Once I was in Canada, though, I decided to try a vanilla cupcake recipe by Ketogenic Girl (full disclosure: I knew her briefly when we were teenagers living abroad). I’m not actually considering a ketogenic diet, because it is way too restrictive for me (not to mention the anecdotal negative side effects), BUT I was curious about ketogenic baked goods. That being said, I used regular sugar because I didn’t have stevia and I don’t like the taste of it anyway. I don’t know how erythritol compares, but I didn’t feel like tracking it down… So these are almost-ketogenic, but that was good enough for me. Also, since these are gluten-free, I’m not convinced that baking powder is necessary, but I didn’t want to change the recipe too much in one go – I already ran out of almond flour and had to top it up with hazelnut flour as it was! I really liked the cupcakes themselves, but for the frosting, I recommend either increasing the amount of sugar or omitting the frosting altogether. Everyone here liked these, though the Fox was the most vocal about it!
For the cupcakes
1 cup (4 oz./115 g.) almond flour (I used 2.8 oz. almond flour and 1.2 oz. hazelnut flour)
2 Tbsp. coconut flour
1 tsp. baking powder
½ tsp. fine sea salt
1 cup lactose-free cream
2 whole eggs
4 egg yolks
¼ cup (1¼ oz./36 g.) erythritol or granulated/powdered stevia (I used granulated sugar)

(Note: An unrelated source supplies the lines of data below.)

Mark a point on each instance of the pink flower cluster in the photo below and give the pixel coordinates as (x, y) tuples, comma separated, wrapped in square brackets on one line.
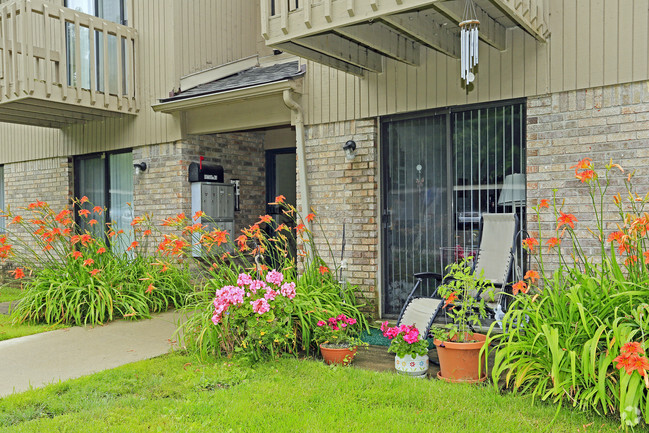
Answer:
[(250, 288), (226, 296), (409, 333), (337, 323)]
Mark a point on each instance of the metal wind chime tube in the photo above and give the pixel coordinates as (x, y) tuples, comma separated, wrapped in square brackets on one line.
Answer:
[(469, 42)]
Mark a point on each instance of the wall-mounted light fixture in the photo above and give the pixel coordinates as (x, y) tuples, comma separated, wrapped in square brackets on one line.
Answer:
[(350, 149), (139, 168)]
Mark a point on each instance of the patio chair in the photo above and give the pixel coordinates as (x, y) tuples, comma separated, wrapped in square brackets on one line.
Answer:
[(496, 254)]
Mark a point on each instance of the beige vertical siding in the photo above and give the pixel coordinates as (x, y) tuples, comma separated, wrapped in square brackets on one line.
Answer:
[(176, 38), (216, 32), (593, 43)]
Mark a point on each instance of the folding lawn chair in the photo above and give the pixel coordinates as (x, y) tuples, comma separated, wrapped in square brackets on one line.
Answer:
[(495, 257)]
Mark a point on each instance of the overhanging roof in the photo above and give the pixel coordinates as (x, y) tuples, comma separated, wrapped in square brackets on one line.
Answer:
[(246, 100)]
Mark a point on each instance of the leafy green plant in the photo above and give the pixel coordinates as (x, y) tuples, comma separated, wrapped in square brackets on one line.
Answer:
[(461, 288), (563, 336), (274, 310), (75, 277)]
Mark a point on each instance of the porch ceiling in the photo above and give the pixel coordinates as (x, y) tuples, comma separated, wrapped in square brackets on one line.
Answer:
[(355, 36)]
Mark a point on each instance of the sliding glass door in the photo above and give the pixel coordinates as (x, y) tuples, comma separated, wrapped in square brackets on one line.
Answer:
[(441, 171)]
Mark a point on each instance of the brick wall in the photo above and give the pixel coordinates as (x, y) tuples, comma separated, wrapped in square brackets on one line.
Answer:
[(48, 180), (602, 123), (164, 190), (344, 191)]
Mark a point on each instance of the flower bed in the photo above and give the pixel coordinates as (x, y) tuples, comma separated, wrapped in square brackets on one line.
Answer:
[(577, 335)]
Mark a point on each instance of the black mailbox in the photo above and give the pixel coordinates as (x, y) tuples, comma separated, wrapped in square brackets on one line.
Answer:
[(206, 173)]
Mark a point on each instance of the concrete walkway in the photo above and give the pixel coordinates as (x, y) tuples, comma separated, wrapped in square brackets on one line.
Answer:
[(38, 360)]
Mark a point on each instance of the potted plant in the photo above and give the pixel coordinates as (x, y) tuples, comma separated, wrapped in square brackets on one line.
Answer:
[(458, 347), (339, 339), (410, 348)]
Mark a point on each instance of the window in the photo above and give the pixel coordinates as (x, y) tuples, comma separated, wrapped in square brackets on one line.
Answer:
[(107, 181), (111, 10), (441, 171)]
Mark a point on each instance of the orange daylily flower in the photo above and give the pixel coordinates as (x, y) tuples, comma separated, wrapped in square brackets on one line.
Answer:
[(632, 347), (585, 175), (62, 215), (616, 236), (531, 275), (521, 286), (566, 219), (529, 243), (584, 163), (242, 242), (18, 273)]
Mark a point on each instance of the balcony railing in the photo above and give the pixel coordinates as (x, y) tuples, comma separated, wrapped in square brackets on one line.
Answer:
[(60, 66)]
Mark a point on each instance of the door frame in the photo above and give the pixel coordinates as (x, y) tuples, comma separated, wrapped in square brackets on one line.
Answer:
[(383, 170)]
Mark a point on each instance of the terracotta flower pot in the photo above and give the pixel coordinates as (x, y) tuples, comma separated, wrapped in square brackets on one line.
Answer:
[(461, 362), (338, 355)]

½ tsp. liquid stevia (I omitted this)
½ tsp. vanilla bean paste (or 1 tsp. vanilla extract)
For the frosting (see note above)
½ cup (4 oz./115 g.) lactose-free butter, softened
2 Tbsp. coconut oil, softened
2 Tbsp. granulated stevia or erythritol, ground until powdery (I used powdered sugar)
Preheat the oven to 350 °F. Line 11 wells of a standard-size 12-well muffin pan with paper liners. (The original recipe said 10, but I got 11 cupcakes from this – too bad it’s not an even 12!)
In a medium bowl, whisk together the almond flour, coconut flour, baking powder, and salt until well blended. Set aside.
Using a stand mixer or handheld mixer, whip the cream until stiff peaks form. Add the whole eggs and egg yolks, one at a time, beating after each addition. Add the powdered sweetener, liquid stevia, and vanilla and mix to combine.
Fold the flour mixture into the cream mixture and combine well.
Fill each cupcake liner about three-quarters full with the batter. Bake for 20 minutes, until a toothpick inserted in the center of a cupcake comes out clean. Let cool in the pan for 20 minutes before frosting.
While the cupcakes are cooling, make the frosting. Using a stand mixer or handheld mixer, whip together all the frosting ingredients until creamy and fluffy.
When the cupcakes are cool, scoop the frosting into a piping bag and pipe the frosting evenly onto the cupcakes. Alternatively, use a knife to spread frosting on each cupcake.